How much power do those women wield? Though women hold nearly half the seats at the 612-seat Cuban parliament, the assembly usually meets only twice a year and usually approves laws by a unanimous show of hands. Laws are drafted by a handful of legislators and a “no” vote is nearly unheard of. It’s difficult to pin down the women’s level of influence.

“Women in Cuba are not equal yet,” Ms. Carvalho concludes reluctantly, a comment that could be made about almost any other country in the world. “Women can’t gain equality until the patriarchal culture is finished.”
Patriarchal attitudes and traditions are threaded deep into Latin American culture and society. Yet the Latin American and Caribbean region has more female heads of state and heads of government – six – than any other region in the world, according to the 2015 U.N. Women in Parliament survey. Some countries have electoral quotas that increase or guarantee women’s role in politics, Ms. Carvalho says. Fourteen countries in Latin America have quotas – Cuba does not.

So how to explain the paradox of Cuban women’s strong representation in government?

Sarah Stephens suggests that ideology plays a role: “One of the great things in Cuba, part of the social project of the revolution, was equality, including equality for women—and that mattered.”

The director of the policy division at U.N. Women, Begona Lasagabaster, told me once that women and men who fight together, as Cubans did in the revolution, tend to maintain their political stature. Perhaps that’s true, though Cuban female revolutionaries like Celia Sanchez, Fidel Castro’s aide de camp and confidante, who fought alongside him in the Sierra Maestra, was not accorded a high-level ministry position in the post-revolution era and enjoyed little of the power of, say, Che Guevara.

Few women have emerged as major leaders in Cuba. While the United States has produced dozens of female trailblazers, advocates, and influential organizations, Cuban women don’t seem to have a single prominent leader or a potent public voice. Their gains have been made mainly through laws and government policies, not through the media, parliamentary debate or mass demonstrations.

But if there is a figure that might fit the bill it may well be Mariela Castro Espin, the 52-year-old daughter of President Raul Castro and the late Vilma Espin, a prominent rebel and comrade-in-arms.

Mariela Castro, by virtue of her name and her work for the rights of gay, lesbian, bisexual and transgender Cubans, has become a spokeswoman in Cuba and internationally: a voice of the new, post-revolution generation. It is Mariela Castro who said recently that Cuba would never become a capitalist nation; it is Mariela Castro who cast the only “no” vote in the Cuban parliament against a workers’ rights bill she felt didn’t go far enough to prevent discrimination against L.G.B.T. people and victims of HIV. And it is Mariela Castro who, with her father’s ear and as the head of the Center for Sex Education, has been championing gay rights in a country with a history of persecuting homosexuals. She has succeeded in ways unthinkable not long ago, recently sponsoring a blessing ceremony for gay couples on an island where same-sex marriage is illegal.
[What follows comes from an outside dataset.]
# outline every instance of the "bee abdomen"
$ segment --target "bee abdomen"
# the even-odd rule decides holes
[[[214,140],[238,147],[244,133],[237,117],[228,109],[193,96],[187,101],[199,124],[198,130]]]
Other potential leaders include Yoani Sanchez, 39, the ingenious dissident who created an online persona as a critic of the Castro government with her blog Generation Y. Sanchez has carried her pro-democracy message around the world, lecturing at places like Columbia and Georgetown universities.

And there’s the increasingly familiar face of Josefina Vidal Ferreiro, 53, the head of the Cuban Foreign Ministry’s North America division, an “Americanist” long familiar with the United States, who speaks fluent English and is the leading negotiator in the current Havana-Washington talks. On the U.S. side of the table is Roberta S. Jacobson, 59, a Latin America specialist and Assistant Secretary of State for the Western Hemisphere recently nominated by President Obama as the new ambassador to Mexico.

As U.S.-Cuba relations enter a new era, it hasn’t gone unnoticed that Havana and Washington chose women to lead the most crucial and public negotiations in more than 50 years between the two countries.